An asset valuation reserve is capital required to be set aside to cover a company against unexpected debt. The asset valuation reserve serves as a backup for equity and credit losses. A reserve will have capital gains or losses credited or debited against the reserve account.

Breaking Down Asset Valuation Reserve (AVR)

Usually, the asset reserve consists of two components, a default component, and an equity component. The default component protects future credit-related losses and includes arrangements for corporate debt securities, preferred stock, mortgage-backed securities, farm, commercial and residential mortgages. For example, the National Association of Insurance Commissioners (NAIC) requires domestic insurers to maintain an asset valuation reserve to cover policyholder claims in the event of financial issues at the insurer. The NAIC also mandates a liability reserve be kept to cover claims in real estate and mortgages. The equity component has provisions for common stocks and real estate.

Why Asset Valuation Reserve Is Required

The intent for an asset valuation reserve is to function as failsafe or safety net of capital that can be accessed in the event of credit or equity losses that might adversely affect an organization’s ability to meet and fulfill its obligations. This can include covering invested assets such as bonds and stocks. Actuarial calculations are used to find the amount of asset valuation reserve is necessitated to cover different assets. This might also be done by making estimates of future losses the company believes it will be exposed to. Credit and equity capital gains and losses, whether realized or unrealized, are factored as debits or credits towards such a reserve.
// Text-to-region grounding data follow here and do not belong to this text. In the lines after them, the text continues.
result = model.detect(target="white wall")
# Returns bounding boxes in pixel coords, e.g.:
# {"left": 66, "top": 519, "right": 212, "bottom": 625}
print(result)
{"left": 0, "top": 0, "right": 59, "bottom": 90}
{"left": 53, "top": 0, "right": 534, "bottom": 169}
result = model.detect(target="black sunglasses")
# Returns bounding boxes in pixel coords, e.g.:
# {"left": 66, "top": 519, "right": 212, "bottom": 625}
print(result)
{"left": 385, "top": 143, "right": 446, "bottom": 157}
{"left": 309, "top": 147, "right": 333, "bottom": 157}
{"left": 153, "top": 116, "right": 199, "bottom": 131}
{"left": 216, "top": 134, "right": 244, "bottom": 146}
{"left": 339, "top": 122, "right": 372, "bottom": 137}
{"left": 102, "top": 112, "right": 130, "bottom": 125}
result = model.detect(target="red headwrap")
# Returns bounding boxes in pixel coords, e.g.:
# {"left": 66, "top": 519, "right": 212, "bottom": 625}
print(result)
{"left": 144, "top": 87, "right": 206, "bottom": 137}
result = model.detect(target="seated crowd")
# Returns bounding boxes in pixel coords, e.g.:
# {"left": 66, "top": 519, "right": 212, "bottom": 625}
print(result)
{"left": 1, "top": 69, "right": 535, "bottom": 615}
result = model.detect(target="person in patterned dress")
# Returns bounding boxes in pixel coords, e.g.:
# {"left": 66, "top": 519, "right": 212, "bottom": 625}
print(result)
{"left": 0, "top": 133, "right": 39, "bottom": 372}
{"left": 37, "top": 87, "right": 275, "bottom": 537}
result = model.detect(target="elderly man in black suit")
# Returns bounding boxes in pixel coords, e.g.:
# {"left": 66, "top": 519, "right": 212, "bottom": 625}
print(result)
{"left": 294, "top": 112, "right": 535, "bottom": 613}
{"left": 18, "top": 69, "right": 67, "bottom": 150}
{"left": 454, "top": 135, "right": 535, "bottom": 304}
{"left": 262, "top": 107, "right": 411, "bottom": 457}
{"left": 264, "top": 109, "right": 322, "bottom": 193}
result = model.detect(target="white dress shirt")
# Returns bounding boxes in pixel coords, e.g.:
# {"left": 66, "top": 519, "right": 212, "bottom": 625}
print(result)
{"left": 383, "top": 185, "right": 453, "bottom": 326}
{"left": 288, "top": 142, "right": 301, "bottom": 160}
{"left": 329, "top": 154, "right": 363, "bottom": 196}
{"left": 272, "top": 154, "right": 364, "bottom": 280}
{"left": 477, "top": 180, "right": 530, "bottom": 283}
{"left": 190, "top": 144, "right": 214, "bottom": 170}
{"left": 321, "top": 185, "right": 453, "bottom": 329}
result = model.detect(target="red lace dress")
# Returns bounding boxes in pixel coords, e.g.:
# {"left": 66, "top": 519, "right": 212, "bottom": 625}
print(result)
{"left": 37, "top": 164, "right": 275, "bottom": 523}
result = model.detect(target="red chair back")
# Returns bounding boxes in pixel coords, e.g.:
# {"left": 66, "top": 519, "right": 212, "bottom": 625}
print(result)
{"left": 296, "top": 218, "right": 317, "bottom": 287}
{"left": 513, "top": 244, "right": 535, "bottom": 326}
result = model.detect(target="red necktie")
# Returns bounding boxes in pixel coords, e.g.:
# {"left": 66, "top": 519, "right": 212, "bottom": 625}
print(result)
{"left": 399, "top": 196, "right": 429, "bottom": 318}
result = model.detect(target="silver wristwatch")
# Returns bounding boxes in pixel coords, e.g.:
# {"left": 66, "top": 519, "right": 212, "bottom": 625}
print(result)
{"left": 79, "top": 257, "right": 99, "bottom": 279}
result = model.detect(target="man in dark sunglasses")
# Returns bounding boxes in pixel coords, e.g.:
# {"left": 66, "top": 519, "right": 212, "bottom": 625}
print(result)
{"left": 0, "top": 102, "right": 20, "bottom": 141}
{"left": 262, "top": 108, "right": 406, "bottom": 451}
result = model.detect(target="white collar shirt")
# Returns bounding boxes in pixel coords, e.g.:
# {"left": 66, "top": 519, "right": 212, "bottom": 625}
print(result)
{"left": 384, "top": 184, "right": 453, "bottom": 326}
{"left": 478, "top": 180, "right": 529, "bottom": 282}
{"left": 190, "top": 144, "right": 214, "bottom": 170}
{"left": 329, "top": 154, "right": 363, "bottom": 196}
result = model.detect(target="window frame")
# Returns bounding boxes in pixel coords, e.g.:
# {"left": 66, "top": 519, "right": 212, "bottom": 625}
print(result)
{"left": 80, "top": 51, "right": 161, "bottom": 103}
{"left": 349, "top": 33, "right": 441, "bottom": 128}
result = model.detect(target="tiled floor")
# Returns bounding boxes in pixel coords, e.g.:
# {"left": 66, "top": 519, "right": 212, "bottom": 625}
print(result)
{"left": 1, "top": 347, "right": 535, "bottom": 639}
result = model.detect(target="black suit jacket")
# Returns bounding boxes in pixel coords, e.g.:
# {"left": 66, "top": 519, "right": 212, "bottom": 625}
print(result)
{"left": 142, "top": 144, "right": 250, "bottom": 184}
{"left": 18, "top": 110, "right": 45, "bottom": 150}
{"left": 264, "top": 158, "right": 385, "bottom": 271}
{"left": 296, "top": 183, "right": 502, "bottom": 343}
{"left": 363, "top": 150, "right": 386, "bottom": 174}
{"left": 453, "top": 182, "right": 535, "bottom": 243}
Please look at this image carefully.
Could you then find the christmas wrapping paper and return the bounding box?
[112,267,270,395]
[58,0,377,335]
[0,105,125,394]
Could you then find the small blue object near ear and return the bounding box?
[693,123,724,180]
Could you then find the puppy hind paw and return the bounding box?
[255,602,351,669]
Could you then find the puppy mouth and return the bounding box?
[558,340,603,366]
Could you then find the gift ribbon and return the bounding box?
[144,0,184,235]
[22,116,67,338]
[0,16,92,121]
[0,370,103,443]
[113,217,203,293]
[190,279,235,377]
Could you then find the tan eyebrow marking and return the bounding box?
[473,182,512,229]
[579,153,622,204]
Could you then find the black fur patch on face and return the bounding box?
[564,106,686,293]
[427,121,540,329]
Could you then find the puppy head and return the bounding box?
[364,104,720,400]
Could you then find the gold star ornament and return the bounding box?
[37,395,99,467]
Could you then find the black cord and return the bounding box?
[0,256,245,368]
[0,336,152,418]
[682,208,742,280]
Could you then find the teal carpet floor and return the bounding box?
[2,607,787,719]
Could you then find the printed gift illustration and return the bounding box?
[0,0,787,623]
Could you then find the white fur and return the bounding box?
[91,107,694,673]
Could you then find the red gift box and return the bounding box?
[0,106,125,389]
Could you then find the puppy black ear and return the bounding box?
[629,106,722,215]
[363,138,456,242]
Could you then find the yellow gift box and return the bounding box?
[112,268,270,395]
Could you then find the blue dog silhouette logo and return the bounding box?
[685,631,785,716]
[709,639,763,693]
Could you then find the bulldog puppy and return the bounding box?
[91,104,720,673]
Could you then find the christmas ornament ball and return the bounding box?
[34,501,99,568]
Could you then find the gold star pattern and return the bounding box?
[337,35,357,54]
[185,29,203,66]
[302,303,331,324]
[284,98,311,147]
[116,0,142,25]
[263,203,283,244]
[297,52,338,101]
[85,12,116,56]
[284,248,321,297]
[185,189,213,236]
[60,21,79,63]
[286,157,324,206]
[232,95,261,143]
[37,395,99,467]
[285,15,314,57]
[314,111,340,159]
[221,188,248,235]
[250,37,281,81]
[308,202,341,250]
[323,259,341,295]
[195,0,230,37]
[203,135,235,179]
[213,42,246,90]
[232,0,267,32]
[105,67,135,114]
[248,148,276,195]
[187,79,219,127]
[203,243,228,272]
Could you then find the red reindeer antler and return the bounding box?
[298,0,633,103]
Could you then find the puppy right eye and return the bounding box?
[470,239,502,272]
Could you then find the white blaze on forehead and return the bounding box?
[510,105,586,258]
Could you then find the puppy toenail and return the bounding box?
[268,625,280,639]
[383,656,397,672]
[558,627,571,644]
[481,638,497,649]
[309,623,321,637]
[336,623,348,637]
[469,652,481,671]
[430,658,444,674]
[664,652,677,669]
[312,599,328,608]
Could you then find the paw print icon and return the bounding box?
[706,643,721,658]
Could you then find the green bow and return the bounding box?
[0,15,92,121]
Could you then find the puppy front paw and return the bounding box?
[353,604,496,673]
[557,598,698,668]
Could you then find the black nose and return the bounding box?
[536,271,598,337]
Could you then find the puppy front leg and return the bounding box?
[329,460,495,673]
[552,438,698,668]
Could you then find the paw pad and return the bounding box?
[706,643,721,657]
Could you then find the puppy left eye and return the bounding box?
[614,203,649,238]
Contributions are typically made at least annually toward an asset valuation reserve. There is a certain amount of risk when a company acquires an asset; the cash flow expected from the asset could miss its anticipated targets. There might be an overall change in the value of an asset, such as depreciation or the effects of bad debt. To build up the asset valuation reserve, a company’s earnings may see a recurring charge applied to be put toward such an allowance.

The asset reserve is meant to mitigate the fallout of such potential risks along the lines of other types of reserves. As an asset valuation reserve is amassed, especially among insurance companies, it typically reduces outstanding cash surpluses that might otherwise be put towards paying excess dividends or slip into other areas of potential risk.